Levinasian Ethics and Interreligious Dialogue

For the weekly Wednesday Forum held on February 10, 2010, a schedule originally arranged for Prof. Mark Woodward, Mr. Roy Allan B. Tolentino, an ICRS student, discussed the “Levinasian Ethics and Interreligious Dialogue” instead. Mr. Ali Amin, MA, acted as moderator. Mr. Tolentino talked about the works of Emmanuel Levinas (1906-1995) which poses as a challenge to traditional ethical systems, in its radical reorientation of subjectivity. The presentation aimed to introduce Levinas and show his ethics that can inform inter-religious dialogue.

Roy divided his presentation into three sections, the first was about the short introduction about ethical theory, the second section was about the biographical sketch of Emanuel Levinas and the third was about the criticism toward Levinas’ thought in seeing interreligious dialogue. In the biography of Levinas and his thought, Mr. Tolentino explained that Emanuel Levinas was a traditional Jewish who was very intellectual. He began his philosophical studies with French Philosopher Maurice Blanchot and his study on Phenomenology under Edmund Husserl. In Germany, he met Martin Heidegger. Levinas became one of the very first French intellectuals who drew attention to Heidegger and Husserl. However, Levinas came to regret his enthusiasm for Heidegger because of the latter’s affinity to the Nazis.

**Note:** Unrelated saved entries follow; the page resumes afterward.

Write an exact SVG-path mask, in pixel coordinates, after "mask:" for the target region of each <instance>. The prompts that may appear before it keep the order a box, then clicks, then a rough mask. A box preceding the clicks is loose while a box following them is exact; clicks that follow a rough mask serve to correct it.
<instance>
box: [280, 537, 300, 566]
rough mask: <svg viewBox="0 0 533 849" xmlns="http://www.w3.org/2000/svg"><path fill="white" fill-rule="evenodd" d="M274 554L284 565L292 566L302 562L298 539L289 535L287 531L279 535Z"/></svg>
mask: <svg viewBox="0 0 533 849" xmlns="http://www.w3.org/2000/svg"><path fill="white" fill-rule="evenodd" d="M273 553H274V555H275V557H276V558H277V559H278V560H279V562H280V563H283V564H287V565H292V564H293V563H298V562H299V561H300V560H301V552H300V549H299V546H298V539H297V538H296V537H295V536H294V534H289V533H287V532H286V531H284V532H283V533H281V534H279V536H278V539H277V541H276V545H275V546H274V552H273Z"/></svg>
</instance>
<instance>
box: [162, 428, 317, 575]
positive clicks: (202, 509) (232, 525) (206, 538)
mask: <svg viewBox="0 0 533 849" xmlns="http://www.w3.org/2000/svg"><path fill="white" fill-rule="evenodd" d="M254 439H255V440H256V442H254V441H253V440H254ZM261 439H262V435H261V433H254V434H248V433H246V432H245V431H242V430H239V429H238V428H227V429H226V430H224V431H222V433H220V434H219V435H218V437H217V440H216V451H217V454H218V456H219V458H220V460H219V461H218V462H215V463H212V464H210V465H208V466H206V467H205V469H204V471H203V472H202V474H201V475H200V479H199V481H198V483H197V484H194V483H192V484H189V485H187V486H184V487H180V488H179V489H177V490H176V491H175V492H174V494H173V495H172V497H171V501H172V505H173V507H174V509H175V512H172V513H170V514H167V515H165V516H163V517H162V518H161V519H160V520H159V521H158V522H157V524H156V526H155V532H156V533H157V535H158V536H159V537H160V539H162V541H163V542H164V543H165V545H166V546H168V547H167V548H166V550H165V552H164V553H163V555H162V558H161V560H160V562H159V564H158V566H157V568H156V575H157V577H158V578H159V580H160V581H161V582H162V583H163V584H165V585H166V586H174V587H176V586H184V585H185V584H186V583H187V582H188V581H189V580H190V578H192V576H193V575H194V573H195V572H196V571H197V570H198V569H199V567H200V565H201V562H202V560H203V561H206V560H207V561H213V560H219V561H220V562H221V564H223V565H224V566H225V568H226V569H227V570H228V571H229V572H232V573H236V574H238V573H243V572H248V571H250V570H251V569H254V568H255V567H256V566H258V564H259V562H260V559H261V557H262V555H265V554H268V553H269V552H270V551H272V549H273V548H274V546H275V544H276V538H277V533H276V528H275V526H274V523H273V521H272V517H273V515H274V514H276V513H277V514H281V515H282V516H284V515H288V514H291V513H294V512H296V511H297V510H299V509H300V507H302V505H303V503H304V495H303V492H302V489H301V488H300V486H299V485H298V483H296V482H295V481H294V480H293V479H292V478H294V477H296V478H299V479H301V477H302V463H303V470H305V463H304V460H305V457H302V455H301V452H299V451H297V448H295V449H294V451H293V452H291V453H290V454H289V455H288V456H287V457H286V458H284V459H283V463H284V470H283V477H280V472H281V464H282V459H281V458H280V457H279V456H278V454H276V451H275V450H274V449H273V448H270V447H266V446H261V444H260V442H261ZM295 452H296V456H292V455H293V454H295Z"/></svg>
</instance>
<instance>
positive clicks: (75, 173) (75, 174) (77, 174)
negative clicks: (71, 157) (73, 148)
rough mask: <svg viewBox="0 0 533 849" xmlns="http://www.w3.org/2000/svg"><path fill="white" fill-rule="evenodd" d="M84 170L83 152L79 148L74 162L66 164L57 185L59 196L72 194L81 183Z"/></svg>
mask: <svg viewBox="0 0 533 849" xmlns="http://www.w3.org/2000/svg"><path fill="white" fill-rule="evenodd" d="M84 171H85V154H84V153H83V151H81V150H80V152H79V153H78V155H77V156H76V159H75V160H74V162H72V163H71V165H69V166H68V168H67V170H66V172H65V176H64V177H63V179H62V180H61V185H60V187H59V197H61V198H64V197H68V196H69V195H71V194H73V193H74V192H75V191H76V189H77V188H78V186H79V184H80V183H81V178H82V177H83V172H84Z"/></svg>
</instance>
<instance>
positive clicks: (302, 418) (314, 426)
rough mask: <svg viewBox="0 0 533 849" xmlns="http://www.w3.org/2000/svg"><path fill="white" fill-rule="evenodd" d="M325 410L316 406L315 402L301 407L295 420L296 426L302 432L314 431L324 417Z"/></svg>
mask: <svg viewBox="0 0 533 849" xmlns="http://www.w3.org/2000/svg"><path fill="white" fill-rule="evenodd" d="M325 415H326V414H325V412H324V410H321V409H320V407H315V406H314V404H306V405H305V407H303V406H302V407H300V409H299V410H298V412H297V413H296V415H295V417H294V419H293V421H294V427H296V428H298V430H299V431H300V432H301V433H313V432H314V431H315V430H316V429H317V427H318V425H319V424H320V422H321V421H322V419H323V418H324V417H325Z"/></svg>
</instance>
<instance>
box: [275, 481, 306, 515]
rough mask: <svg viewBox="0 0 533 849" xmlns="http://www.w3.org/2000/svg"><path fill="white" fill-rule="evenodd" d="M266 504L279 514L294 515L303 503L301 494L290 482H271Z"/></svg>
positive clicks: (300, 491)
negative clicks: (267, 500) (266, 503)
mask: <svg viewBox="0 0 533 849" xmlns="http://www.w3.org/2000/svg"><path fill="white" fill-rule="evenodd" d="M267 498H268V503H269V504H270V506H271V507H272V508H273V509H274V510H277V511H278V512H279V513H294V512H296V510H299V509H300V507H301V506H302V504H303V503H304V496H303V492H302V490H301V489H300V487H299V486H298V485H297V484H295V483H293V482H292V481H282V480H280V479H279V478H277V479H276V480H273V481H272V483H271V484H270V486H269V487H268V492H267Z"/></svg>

Levinas thought that people’s responsibility for the others was already rooted within human subjective constitution. He argued that everyone would readily agree that it is of the highest importance to know whether humans are not duped with morality. Levinas maintained that subjectivity was formed in and through our subjected-ness to the other. By doing so, his effort was not to move away from traditional attempts to locate the others within our subjectivity. It means that human’s responsibility toward others was not a derivative feature of individual subjectivity, instead an obligation that finds our subjective being-in-the-world by giving it a meaningful direction and orientation.

Under Mr. Tolentino’s presentation, he gave the impression that philosophy is not difficult, lofty and esoteric, since he can clearly elucidate Levina’s thought about ethics in interreligious dialogue.

A lot of questions were addressed to Mr. Tolentino, especially the one when he was asked about how Levina dealt the contestation between individual subjectivity with collectivism in doing interreligious dialogue. What became the sensor and meaning of value in determining the truth in interreligious dialogue, and many other questions and inputs that were responded well by Mr. Tolentino.

Mr. Roy Allan B. Tolentino, or simply called Roy, is Filipino who is presently studying at ICRS as a PhD student. The Wednesday forum ended at 2:30 in the afternoon. The audience gave Mr. Tolentino a warm round of applause for his presentation. The paper he presented is a part of his dissertation research that discusses about Emanuel Levinas’ thought on interreligious dialogue.